Rectal distention significantly improved visualization of tumors on MR images. It also improved T category assessment to some extent. Although the distance between normal rectal wall and MRF was significantly less with rectal distention than without rectal distention, maximal extramural depth and the distance between tumor and MRF did not vary significantly with or without rectal distention.
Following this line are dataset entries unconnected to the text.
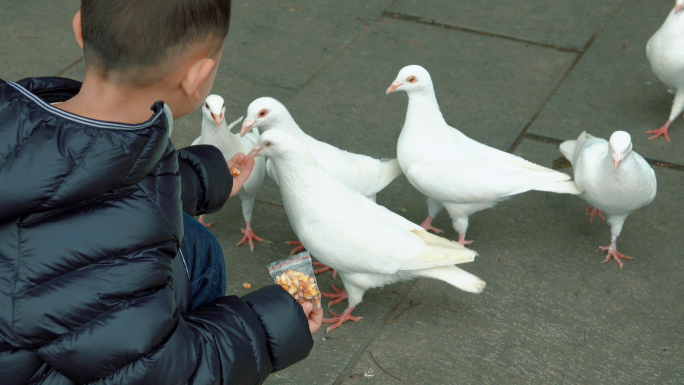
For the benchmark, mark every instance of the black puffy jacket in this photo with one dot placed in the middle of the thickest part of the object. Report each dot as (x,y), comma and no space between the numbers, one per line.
(91,289)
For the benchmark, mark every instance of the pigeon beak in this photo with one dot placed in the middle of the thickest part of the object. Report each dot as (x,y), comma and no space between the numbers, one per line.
(617,158)
(247,126)
(395,84)
(217,120)
(254,153)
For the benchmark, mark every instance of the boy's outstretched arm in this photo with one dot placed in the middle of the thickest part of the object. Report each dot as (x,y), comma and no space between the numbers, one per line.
(206,182)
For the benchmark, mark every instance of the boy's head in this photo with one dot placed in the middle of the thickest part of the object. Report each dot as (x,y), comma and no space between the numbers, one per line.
(138,43)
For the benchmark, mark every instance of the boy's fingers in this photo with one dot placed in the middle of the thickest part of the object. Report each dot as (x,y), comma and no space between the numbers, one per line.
(308,307)
(239,158)
(316,315)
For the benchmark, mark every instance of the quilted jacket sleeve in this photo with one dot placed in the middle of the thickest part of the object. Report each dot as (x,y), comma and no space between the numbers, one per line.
(206,181)
(244,340)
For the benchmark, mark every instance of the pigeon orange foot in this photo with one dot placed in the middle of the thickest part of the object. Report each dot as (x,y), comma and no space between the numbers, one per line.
(463,241)
(339,319)
(249,237)
(593,211)
(614,254)
(661,131)
(297,249)
(427,225)
(338,296)
(324,268)
(206,224)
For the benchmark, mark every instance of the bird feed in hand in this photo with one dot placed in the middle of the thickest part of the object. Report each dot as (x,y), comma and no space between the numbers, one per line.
(295,275)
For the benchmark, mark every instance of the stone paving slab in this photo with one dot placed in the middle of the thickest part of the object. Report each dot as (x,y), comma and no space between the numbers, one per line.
(285,43)
(613,88)
(567,24)
(488,88)
(551,312)
(36,38)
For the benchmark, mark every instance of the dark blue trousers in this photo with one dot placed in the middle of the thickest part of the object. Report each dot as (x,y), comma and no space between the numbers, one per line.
(204,261)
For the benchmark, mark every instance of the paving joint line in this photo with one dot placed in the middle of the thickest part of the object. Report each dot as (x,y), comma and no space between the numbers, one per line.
(557,142)
(377,329)
(577,59)
(70,66)
(324,67)
(435,23)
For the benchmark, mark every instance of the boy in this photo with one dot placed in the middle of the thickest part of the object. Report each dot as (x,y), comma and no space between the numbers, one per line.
(94,265)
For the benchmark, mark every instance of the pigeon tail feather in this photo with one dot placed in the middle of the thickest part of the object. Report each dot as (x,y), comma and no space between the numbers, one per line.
(440,252)
(455,277)
(561,187)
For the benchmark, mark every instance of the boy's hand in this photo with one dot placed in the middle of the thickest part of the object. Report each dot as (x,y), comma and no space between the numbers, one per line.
(314,315)
(245,166)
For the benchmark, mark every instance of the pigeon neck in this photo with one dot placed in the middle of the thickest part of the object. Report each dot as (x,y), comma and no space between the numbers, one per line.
(424,104)
(209,130)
本研究旨在确定直肠扩张是否会影响MRI对肿瘤分期、测量肿瘤最大壁外扩散深度以及肿瘤与直肠系膜筋膜(MRF)之间距离的准确性。
50例直肠癌患者在直肠扩张前后均接受了MRI检查。两组MR图像均由两名放射科医生进行评估。对肿块的显示评分(1 - 4级)、T和N分期、从正常直肠壁到MRF的距离、肿瘤最大壁外扩散深度以及肿瘤与MRF之间的距离进行了评估。
直肠扩张时获得的MR图像的可视化评分显著高于未扩张时获得的图像(4分的评分分别为90%对58%,p < 0.001)。在扩张图像上评估的T分期准确性略高于未扩张图像(观察者1分别为88.6%对84.1%,观察者2分别为84.1%对81.8%),但N分期的准确性保持稳定。扩张图像上正常直肠壁与MRF之间的距离明显小于未扩张图像(p < 0.05)。然而,对于肿瘤最大壁外扩散深度以及肿瘤与MRF之间的距离,未扩张图像与扩张图像之间无显著差异(p > 0.05)。
直肠扩张显著改善了MR图像上肿瘤的可视化效果。它在一定程度上也改善了T分期的评估。尽管直肠扩张时正常直肠壁与MRF之间的距离明显小于未直肠扩张时,但无论有无直肠扩张,肿瘤最大壁外扩散深度以及肿瘤与MRF之间的距离均无显著变化。